I know that, because in the past, you have woven tapestries that have turned into significant achievements in the context of the already existing implementation agenda of both the Convention and the Kyoto Protocol.I urge you to further advance those issues here in Cancún and to continue weaving them into ever more effective achievements.
But evidently, in order to achieve the full and effective implementation of the Convention, a richer tapestry of efforts is needed.During 2010, you have taken important steps.
• You revealed a commitment to live up to the fast start finance pledged in Copenhagen. Developed countries have announced pledges totaling USD 28 billion dollars and many of them are now making information available on the disbursement of these funds. This is encouraging and I urge developed countries to complete the work on this pledge in a transparent and timely manner;
• You also revealed a growing convergence that a balanced set of decisions under both the COP and the CMP could be an achievable outcome here in Cancun;
• You revealed a willingness to capture progress and advance work with a text under the Kyoto Protocol;
• And you revealed that you may be able to agree on a decision to start operationalizing the Bali Action Plan.However, before those issues can move forward there are a number of politically charged issues that have not yet benefited from equal willingness to compromise, both under the Kyoto Protocol track and the LCA track.With respect to the Kyoto Protocol, these politically charged issues include:
• The need to avoid a gap after the first commitment period and the importance of having clarity on the continuation of the Kyoto Protocol;
• How the mitigation proposals put forward by industrialized countries in 2010 could help achieve clarity on this;
• And how to send a signal from Cancun that governments wish to continue engaging the private sector through the Kyoto Protocol market mechanisms beyond 2012.
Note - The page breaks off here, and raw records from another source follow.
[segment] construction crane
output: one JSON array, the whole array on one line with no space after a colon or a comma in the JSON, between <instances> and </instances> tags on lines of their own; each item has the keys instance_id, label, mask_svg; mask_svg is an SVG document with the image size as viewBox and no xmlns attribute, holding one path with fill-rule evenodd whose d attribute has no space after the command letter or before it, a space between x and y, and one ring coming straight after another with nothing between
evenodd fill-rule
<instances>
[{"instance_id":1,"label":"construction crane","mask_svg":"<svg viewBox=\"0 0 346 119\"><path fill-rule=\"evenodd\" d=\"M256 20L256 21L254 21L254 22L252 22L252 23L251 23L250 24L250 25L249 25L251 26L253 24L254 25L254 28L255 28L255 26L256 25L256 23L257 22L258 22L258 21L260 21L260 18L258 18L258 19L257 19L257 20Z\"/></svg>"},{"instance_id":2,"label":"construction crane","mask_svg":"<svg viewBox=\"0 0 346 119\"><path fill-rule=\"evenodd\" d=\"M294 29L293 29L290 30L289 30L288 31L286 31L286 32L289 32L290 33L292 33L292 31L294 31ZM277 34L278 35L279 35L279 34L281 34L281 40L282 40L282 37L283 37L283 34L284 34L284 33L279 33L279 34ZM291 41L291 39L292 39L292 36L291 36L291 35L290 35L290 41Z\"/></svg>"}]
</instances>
Under the LCA, the unresolved issues include:
• The formalization of mitigation proposals put forward by Parties in 2010 and the accompanying accountability for their implementation;
• The mobilization of long-term finance, the creation of a new fund and the accompanying accountability of its delivery;
• Response measures;
• And the understanding of fairness that will guide long-term mitigation efforts.
I urge you to resolve these issues with priority so that a balanced outcome in Cancun can be achieved. A tapestry with holes will not work and the holes can only be filled in through compromise.
Excellencies, when the stakes are high and the issues are challenging, compromise is an act of wisdom that can unite different positions in creative ways.
Looking at what you have achieved over the past months, I am convinced that you can compromise to find your way to a concrete outcome in Cancun.
That outcome needs to be both firm and dependable and have a dedicated follow-on process for future work.
Excellencies, the goddess Ixchel would probably tell you that a tapestry is the result of the skilful interlacing of many threads. I am convinced that 20 years from now we will admire the policy tapestry that you have woven together and think back fondly to Cancun and the inspiration of the goddess Ixchel.